Victor persigue a su criatura, pero también la huye; el monstruo, interpretado por Elordi, se convierte en testigo y juez de su propio nacimiento. Del Toro entrelaza la estética gótica con un realismo casi táctil, construyendo un mundo donde la ciencia vibra como un hechizo.

Los interiores del laboratorio, repletos de engranajes y fluidos eléctricos, son un homenaje al Frankenstein de James Whale, pero también una expansión espiritual. El monstruo de Elordi no ruge, reflexiona. Su voz temblorosa revela inteligencia, deseo y una tristeza abrumadora por existir sin propósito. 

El filme rehúye la caricatura del científico loco: en cambio, nos muestra a un hombre destruido por la obsesión de trascender la muerte. Victor se mueve como si cada paso lo acercara a la condena, incapaz de distinguir entre redención y control.

La atmósfera visual, diseñada por Tamara Deverell, y el vestuario de Kate Hawley hacen del cuerpo del monstruo una metáfora viva: su piel se asemeja a placas tectónicas unidas a la fuerza, una geografía de sufrimiento. Los tonos carmesí y negro dominan la puesta en escena, recordando que Del Toro filma con el corazón de un pintor barroco.

La música de Alexandre Desplat acompaña con insistencia, golpeando los sentidos como una plegaria que se desangra lentamente. Lo que podría haber sido una historia de horror se transforma en una elegía sobre la existencia.

Una criatura doliente para una película que hará historia 

La segunda mitad de Frankenstein intensifica el conflicto entre creador y creación hasta convertirlo en una tragedia cósmica. La criatura de Jacob Elordi, consciente de su origen y su abandono, inicia un viaje que lo lleva de la furia a la comprensión. Su interpretación combina fuerza física y vulnerabilidad espiritual, una dualidad que Del Toro captura con una sensibilidad poco común en el cine de terror. 

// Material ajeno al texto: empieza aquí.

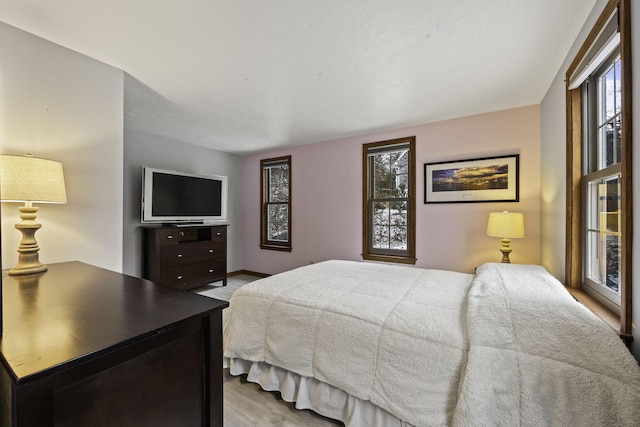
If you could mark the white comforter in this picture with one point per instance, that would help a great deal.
(436, 347)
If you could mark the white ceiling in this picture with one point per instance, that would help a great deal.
(253, 75)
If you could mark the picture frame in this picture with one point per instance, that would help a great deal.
(487, 179)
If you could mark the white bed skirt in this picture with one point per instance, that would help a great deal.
(309, 393)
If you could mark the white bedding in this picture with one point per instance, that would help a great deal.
(431, 348)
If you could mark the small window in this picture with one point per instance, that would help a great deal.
(275, 187)
(389, 201)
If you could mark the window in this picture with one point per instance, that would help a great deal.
(389, 201)
(599, 163)
(275, 227)
(602, 180)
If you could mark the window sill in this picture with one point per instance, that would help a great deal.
(597, 308)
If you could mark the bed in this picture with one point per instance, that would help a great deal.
(381, 345)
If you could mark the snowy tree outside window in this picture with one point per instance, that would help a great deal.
(276, 200)
(390, 199)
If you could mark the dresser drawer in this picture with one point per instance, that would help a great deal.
(193, 275)
(219, 234)
(191, 253)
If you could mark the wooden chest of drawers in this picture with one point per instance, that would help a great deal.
(185, 257)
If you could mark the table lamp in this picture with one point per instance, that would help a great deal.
(30, 180)
(507, 226)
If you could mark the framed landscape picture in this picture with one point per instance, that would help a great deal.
(490, 179)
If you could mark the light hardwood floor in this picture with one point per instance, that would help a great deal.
(245, 403)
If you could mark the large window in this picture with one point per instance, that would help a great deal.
(275, 229)
(599, 163)
(602, 198)
(389, 201)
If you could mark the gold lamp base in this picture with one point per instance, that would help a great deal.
(506, 250)
(28, 262)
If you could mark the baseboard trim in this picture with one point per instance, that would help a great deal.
(250, 273)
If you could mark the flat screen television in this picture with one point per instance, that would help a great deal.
(173, 197)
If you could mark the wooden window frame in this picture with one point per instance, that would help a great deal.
(367, 254)
(265, 243)
(574, 182)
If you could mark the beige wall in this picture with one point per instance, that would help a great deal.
(327, 195)
(553, 155)
(58, 104)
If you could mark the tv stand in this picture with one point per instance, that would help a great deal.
(185, 257)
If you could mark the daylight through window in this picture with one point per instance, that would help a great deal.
(599, 165)
(389, 200)
(276, 203)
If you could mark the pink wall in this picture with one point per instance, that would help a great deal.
(327, 196)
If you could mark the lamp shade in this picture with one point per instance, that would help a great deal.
(30, 179)
(506, 225)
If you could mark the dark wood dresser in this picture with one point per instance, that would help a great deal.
(84, 346)
(185, 257)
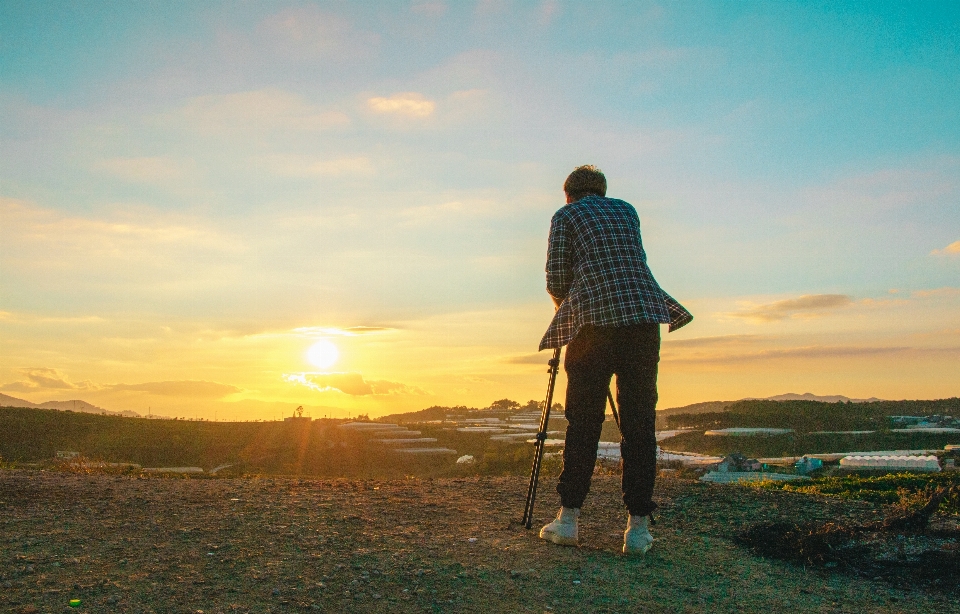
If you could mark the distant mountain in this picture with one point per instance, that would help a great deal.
(75, 405)
(696, 408)
(712, 406)
(807, 396)
(8, 401)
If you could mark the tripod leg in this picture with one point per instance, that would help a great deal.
(541, 441)
(613, 407)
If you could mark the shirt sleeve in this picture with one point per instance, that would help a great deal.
(679, 316)
(559, 262)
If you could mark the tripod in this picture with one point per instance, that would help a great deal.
(554, 364)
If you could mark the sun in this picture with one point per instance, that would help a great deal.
(323, 354)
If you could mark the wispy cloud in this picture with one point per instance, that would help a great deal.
(352, 384)
(720, 340)
(45, 378)
(254, 111)
(181, 388)
(286, 165)
(811, 352)
(951, 250)
(349, 331)
(936, 292)
(410, 104)
(809, 305)
(308, 33)
(144, 170)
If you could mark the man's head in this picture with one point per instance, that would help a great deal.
(584, 181)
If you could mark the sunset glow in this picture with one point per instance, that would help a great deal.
(323, 354)
(233, 209)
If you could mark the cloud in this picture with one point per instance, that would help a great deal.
(719, 340)
(809, 305)
(548, 10)
(350, 331)
(429, 9)
(255, 110)
(811, 352)
(945, 291)
(951, 250)
(122, 245)
(44, 378)
(529, 359)
(410, 104)
(349, 383)
(308, 33)
(181, 388)
(286, 165)
(143, 170)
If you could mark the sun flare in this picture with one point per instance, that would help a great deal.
(323, 354)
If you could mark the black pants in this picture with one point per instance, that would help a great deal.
(593, 357)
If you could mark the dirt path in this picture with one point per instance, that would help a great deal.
(122, 544)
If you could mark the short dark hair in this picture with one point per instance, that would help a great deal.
(584, 181)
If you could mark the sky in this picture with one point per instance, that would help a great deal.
(195, 194)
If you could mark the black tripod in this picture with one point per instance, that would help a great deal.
(554, 364)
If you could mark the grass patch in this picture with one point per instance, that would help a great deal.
(908, 490)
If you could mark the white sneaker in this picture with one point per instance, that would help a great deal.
(637, 538)
(563, 530)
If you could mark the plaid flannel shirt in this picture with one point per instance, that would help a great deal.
(597, 267)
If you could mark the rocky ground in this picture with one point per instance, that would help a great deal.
(127, 544)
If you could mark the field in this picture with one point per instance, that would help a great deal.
(128, 544)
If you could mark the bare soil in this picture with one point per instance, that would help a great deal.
(128, 544)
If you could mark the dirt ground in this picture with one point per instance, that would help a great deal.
(123, 544)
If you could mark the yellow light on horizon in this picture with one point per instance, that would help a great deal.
(323, 354)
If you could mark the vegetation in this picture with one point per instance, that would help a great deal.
(812, 416)
(904, 489)
(298, 447)
(798, 444)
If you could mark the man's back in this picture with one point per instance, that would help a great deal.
(597, 267)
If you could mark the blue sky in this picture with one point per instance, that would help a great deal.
(233, 172)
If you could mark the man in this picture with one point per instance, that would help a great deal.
(609, 310)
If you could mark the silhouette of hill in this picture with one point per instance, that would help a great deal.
(72, 405)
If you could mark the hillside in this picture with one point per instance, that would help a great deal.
(74, 405)
(812, 416)
(121, 544)
(818, 427)
(315, 447)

La cámara observa su cuerpo con la misma fascinación con la que contemplaría una obra de arte herida. Su rostro, cubierto de cicatrices suaves, no inspira miedo, sino compasión. En una escena particularmente conmovedora, acaricia un ratón, gesto mínimo que concentra toda su humanidad.

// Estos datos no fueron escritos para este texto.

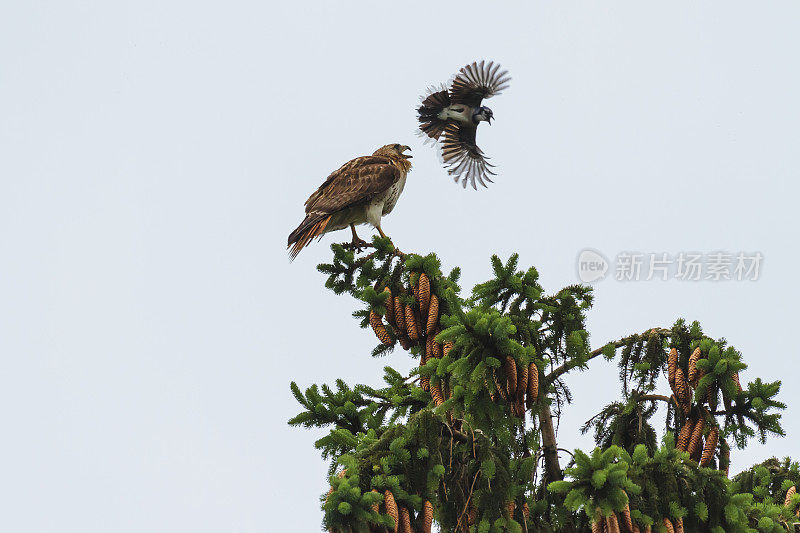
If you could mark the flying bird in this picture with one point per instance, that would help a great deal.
(360, 192)
(451, 117)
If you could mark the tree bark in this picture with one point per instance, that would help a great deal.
(552, 468)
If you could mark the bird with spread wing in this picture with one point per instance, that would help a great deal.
(451, 117)
(360, 192)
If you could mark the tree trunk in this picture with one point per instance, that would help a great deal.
(552, 468)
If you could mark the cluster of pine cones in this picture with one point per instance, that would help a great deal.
(690, 438)
(622, 522)
(419, 324)
(404, 519)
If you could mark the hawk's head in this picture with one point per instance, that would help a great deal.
(483, 113)
(395, 151)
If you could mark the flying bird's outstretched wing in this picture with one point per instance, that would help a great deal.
(462, 157)
(477, 81)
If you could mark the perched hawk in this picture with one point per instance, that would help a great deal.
(361, 191)
(455, 114)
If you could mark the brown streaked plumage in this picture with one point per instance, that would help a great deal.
(360, 192)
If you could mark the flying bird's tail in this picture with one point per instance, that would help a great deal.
(312, 226)
(434, 103)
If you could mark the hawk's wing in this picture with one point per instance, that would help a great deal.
(477, 81)
(357, 180)
(462, 157)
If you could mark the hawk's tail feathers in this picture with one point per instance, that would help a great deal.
(433, 103)
(308, 229)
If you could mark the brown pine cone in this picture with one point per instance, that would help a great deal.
(411, 323)
(625, 515)
(500, 390)
(735, 377)
(389, 304)
(692, 376)
(696, 440)
(437, 347)
(405, 521)
(683, 392)
(789, 493)
(399, 315)
(379, 329)
(598, 522)
(424, 293)
(533, 385)
(612, 524)
(522, 387)
(391, 508)
(672, 366)
(447, 347)
(684, 435)
(436, 393)
(432, 314)
(427, 517)
(712, 397)
(511, 376)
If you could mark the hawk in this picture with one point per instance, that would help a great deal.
(361, 191)
(451, 116)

El monstruo es más humano que su creador, y esa inversión define la tesis del filme. Mientras tanto, Victor, cada vez más consumido por la culpa, se enfrenta al vacío de su propia lógica. Cree haber desafiado a Dios, pero en realidad ha construido su propio infierno. 

Del Toro estructura la narrativa como una sucesión de espejos: cada acción de Victor tiene su eco en la criatura, cada intento de control se convierte en pérdida. La atmósfera se vuelve más claustrofóbica, como si el mundo entero se cerrara sobre ellos. El espectador asiste no a una historia de terror, sino a un réquiem. El director retoma el subtítulo original de Shelley, “El Prometeo moderno”, para recordarnos que la arrogancia humana es una constante histórica.

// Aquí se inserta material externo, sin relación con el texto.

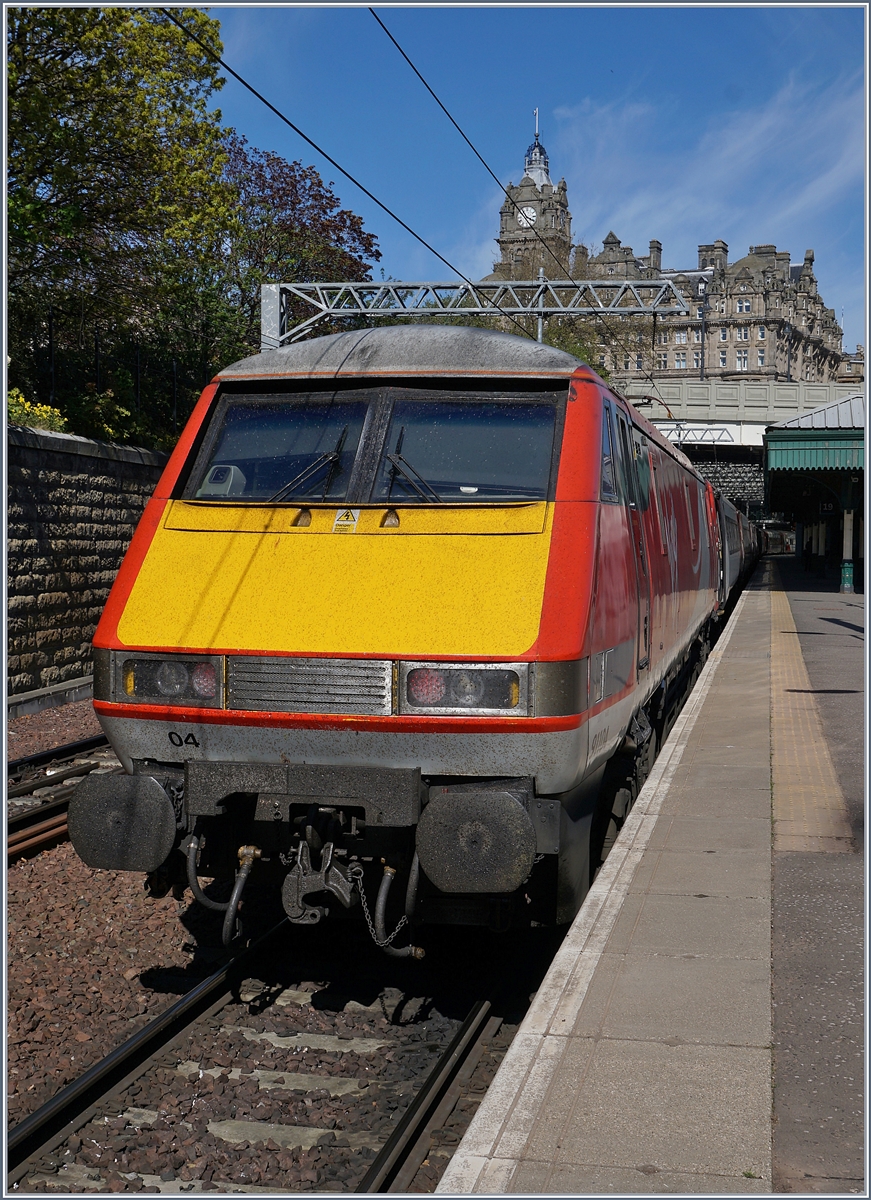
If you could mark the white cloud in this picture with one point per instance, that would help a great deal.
(788, 171)
(762, 174)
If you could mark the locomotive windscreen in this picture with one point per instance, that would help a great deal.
(382, 445)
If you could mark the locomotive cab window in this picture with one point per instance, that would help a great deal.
(466, 451)
(379, 445)
(281, 449)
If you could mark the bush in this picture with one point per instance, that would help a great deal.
(37, 417)
(100, 415)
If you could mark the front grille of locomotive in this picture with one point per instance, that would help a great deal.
(359, 687)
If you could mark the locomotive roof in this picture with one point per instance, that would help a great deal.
(409, 351)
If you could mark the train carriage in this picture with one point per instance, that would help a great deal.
(407, 604)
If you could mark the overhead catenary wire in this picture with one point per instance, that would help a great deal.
(323, 153)
(509, 197)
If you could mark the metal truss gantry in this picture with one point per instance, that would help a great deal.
(534, 298)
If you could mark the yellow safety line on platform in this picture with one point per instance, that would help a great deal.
(808, 803)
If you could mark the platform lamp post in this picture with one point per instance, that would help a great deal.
(787, 334)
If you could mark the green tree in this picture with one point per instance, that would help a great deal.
(140, 229)
(114, 173)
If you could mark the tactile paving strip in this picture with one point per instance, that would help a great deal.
(808, 803)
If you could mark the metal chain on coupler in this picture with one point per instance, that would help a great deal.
(356, 873)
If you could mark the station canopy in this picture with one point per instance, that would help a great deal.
(829, 438)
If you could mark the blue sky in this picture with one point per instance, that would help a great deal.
(684, 124)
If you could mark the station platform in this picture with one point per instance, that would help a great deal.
(644, 1063)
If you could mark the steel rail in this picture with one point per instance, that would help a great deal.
(391, 1158)
(66, 751)
(59, 1117)
(37, 835)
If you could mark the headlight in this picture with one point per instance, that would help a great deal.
(437, 689)
(157, 679)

A través de un lenguaje visual hipnótico, Del Toro sugiere que la ciencia sin empatía es apenas una nueva forma de locura. En este duelo entre dos almas rotas, el monstruo se convierte en el espejo de toda una civilización que ha confundido el progreso con la inmortalidad.

Al final, el sufrimiento

El cierre de Frankenstein condensa la visión más amarga y luminosa de Guillermo del Toro: el reconocimiento de que la creación es un acto inseparable del fracaso. La confrontación final entre Victor Frankenstein y su criatura no es una batalla física, sino una confesión mutua. Ambos se descubren como prisioneros de un mismo deseo: ser vistos, ser comprendidos. Del Toro filma este encuentro con un respeto casi religioso, eliminando todo artificio. 

El hielo del Ártico se convierte en una metáfora del aislamiento absoluto: no hay fuego, ni redención, solo la conciencia de haber cruzado un límite. En ese silencio, la criatura articula su última verdad. Un eco directo del espíritu de Mary Shelley, que entendió antes que nadie que la ciencia y el ego pueden ser la misma forma de ceguera. 

“El milagro no es que hable, sino que ustedes escuchen”.

El director transforma esa idea en un espejo contemporáneo: los nuevos Frankensteins ya no cosen cuerpos, sino algoritmos; ya no buscan vida, sino control. En este sentido, la película deja de ser solo una adaptación y se vuelve un ensayo visual sobre la tecnología, el poder y la deshumanización.